Le Sommet de Barcelone a ensuite précisé le cadre de l'ouverture du secteur à la concurrence. Nous sommes aujourd'hui inévitablement dans la dynamique d'une telle ouverture. Elle est parfois relativement mal vécue ; certains craignent une remise en cause des acquis sociaux, un abandon des missions de service public, une faillite à la californienne de systèmes électriques ou gaziers qui seraient livrés à eux-mêmes.

Je crois que le cadre défini par les directives communautaires écarte ces risques, tout d'abord parce que les objectifs sont assez clairs. L'ouverture de ces marchés constitue une pierre angulaire à la construction du grand marché intérieur, lui-même garant de la prospérité des Etats membres. Un marché ouvert offre, avant tout, la possibilité pour les consommateurs de choisir leurs fournisseurs. Par ailleurs, la méthode choisie me paraît bonne, accompagnée d'un calendrier raisonnablement progressif. Rappelons que l'ouverture de ces marchés européens va se faire de façon beaucoup plus homogène et rapide qu'aux Etats-Unis, où les premiers éléments d'ouverture datent d'une vingtaine d'années, et où la liberté est largement laissée à chaque Etat, alors que l'Europe impose une vitesse minimum à chaque Etat membre.

Il faut bien entendu que les institutions de marché soient bien dessinées, et qu'il y ait un bon " market design ". Cela signifie plusieurs choses.

Il est premièrement indispensable qu'il y ait un régulateur indépendant, une institution efficace pour que le marché s'ouvre et fonctionne. C'est au régulateur qu'il revient de veiller à ce que notamment les obligations de service public indispensables ne soient pas un prétexte pour introduire des distorsions de concurrence. C'est également à lui, avec les gestionnaires de réseaux et les producteurs, qu'il incombe de garantir la sécurité. Je tiens à dire aussi que nous avons en France un système efficace de régulation : je salue l'action de la Commission de régulation de l'électricité. Il en est d'ailleurs de même en Belgique. Nous livrons par exemple en France environ 70 sites industriels importants, ce qui n'est pas le cas en Allemagne, contrairement à ce que l'on pourrait penser compte tenu de la configuration de ces deux marchés. Le marché allemand n'a toujours pas trouvé son régulateur, ce qui donne un marché ouvert en théorie à 100 %, mais fermé en pratique à 100 %.

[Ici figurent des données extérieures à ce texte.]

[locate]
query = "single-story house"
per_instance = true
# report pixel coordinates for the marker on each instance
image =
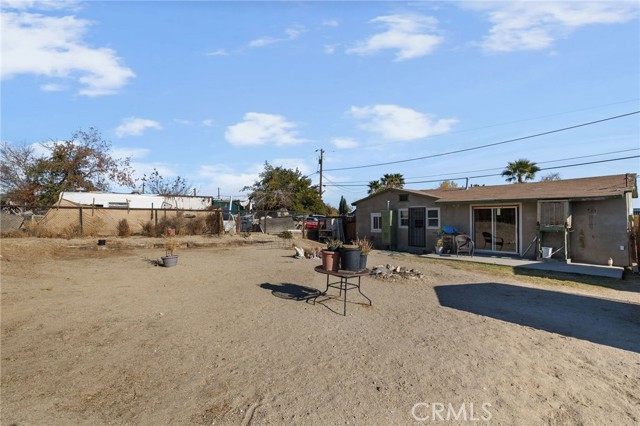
(586, 220)
(137, 201)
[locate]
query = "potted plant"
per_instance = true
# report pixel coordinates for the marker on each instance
(170, 259)
(365, 248)
(331, 255)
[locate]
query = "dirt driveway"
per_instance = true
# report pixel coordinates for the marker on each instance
(106, 337)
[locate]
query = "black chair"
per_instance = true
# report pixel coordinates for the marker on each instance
(464, 243)
(490, 239)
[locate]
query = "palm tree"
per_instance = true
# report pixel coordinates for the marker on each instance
(520, 171)
(395, 180)
(374, 186)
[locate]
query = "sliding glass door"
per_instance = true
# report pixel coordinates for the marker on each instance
(496, 228)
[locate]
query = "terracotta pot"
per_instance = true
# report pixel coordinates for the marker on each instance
(169, 261)
(330, 260)
(363, 261)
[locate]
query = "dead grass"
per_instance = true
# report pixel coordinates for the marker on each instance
(631, 282)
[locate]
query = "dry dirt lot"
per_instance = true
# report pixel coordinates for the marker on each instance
(106, 337)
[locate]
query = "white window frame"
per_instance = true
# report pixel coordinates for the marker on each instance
(400, 225)
(373, 221)
(427, 218)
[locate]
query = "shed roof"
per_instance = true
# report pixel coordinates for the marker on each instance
(613, 186)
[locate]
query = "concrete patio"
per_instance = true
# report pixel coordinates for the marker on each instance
(614, 272)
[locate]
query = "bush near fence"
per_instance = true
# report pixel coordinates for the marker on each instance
(68, 220)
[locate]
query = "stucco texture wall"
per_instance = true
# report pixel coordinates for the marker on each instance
(599, 230)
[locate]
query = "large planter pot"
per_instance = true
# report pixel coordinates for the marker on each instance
(330, 260)
(169, 261)
(350, 258)
(363, 261)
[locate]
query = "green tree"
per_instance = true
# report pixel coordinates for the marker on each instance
(374, 186)
(83, 161)
(550, 177)
(343, 207)
(157, 184)
(280, 188)
(395, 180)
(520, 171)
(448, 184)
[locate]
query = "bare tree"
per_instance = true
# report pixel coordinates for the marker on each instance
(83, 161)
(157, 184)
(16, 173)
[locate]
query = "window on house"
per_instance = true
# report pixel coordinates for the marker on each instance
(433, 218)
(403, 218)
(118, 204)
(376, 222)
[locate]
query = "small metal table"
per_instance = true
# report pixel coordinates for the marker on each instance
(343, 284)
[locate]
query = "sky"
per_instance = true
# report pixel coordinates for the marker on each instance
(433, 90)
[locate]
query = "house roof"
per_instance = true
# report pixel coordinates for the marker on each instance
(614, 186)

La régulation doit par ailleurs être soucieuse des réalités économiques et techniques. C'est l'économie qui commande la séparation juridique d'une part des réseaux de transport d'électricité et de gaz, monopoles naturels porteurs de faibles risques, et d'autre part des activités de production et de commercialisation, qui sont, par nature, concurrentielles. Pourquoi est-il difficile d'alimenter les grands consommateurs industriels en Allemagne ? Il existe cinq réseaux de transport, chacun étant la propriété d'un producteur, donc d'un concurrent. On comprend la difficulté de traverser parfois un, deux ou trois réseaux différents... pour livrer un client. Cette séparation est donc une nécessité.

J'ajouterais qu'il ne faut pas qu'une régulation tarifaire trop stricte décourage l'investissement en développement des réseaux et des interconnexions ou bien s'étende à des activités qui ne sont pas de son ressort.

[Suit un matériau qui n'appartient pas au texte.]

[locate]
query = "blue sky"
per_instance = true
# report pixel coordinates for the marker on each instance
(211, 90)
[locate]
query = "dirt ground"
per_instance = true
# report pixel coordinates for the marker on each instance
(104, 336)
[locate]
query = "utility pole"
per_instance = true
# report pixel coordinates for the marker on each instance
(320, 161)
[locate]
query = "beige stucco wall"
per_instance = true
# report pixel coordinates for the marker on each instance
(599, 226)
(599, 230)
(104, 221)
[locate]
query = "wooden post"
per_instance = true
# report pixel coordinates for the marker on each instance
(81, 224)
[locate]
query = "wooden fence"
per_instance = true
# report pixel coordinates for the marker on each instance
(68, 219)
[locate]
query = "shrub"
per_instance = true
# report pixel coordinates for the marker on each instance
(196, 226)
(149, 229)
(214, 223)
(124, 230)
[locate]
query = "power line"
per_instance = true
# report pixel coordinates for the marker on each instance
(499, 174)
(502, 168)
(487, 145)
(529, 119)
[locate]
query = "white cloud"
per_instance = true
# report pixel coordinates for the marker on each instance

Un troisième axe d'effort concerne les instruments financiers : ils doivent être adaptés aux spécificités du secteur, notamment de l'électricité.

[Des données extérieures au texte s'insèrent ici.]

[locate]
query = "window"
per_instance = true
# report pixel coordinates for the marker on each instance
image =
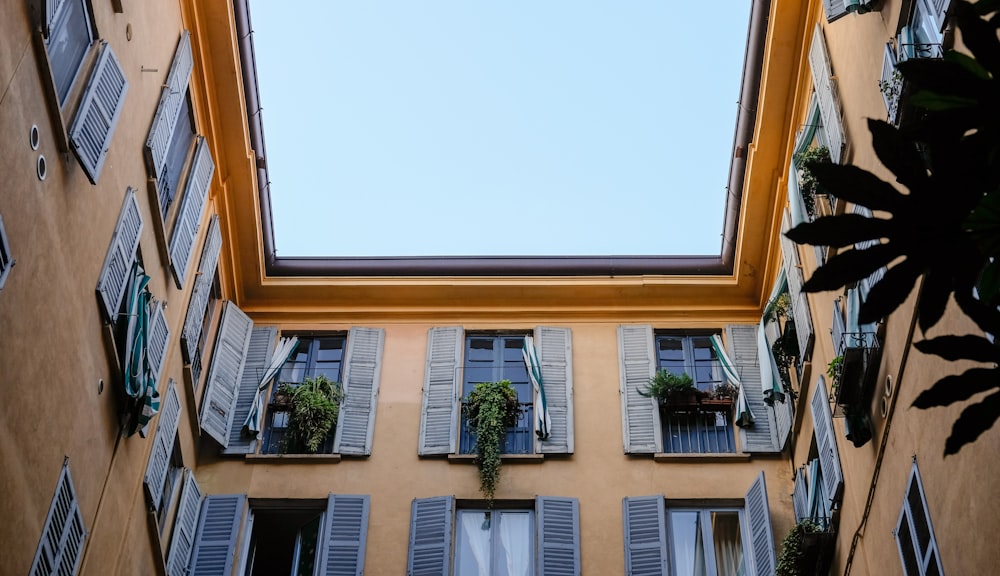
(914, 533)
(516, 538)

On entend dire, dans l'affaire Enron notamment, que le trading est le fléau absolu. Je pense le contraire. Il faut apporter au secteur de l'électricité une flexibilité en élaborant des instruments adaptés à la gamme des prestations. Il faut des prix à terme qui se forment sur un marché qui puisse avoir une profondeur et une liquidité suffisante pour équilibrer l'offre et la demande. Mais le marché ne doit pas défier les lois de la physique ! L'électricité ne se stocke pas et ne se livre pas par ondes hertziennes ! Faute de véritables parcs de production et de véritables réseaux de transport, les choses finissent par tourner mal : c'est pour cette raison d'ailleurs que nous avions décidé de ne pas suivre le modèle Enron.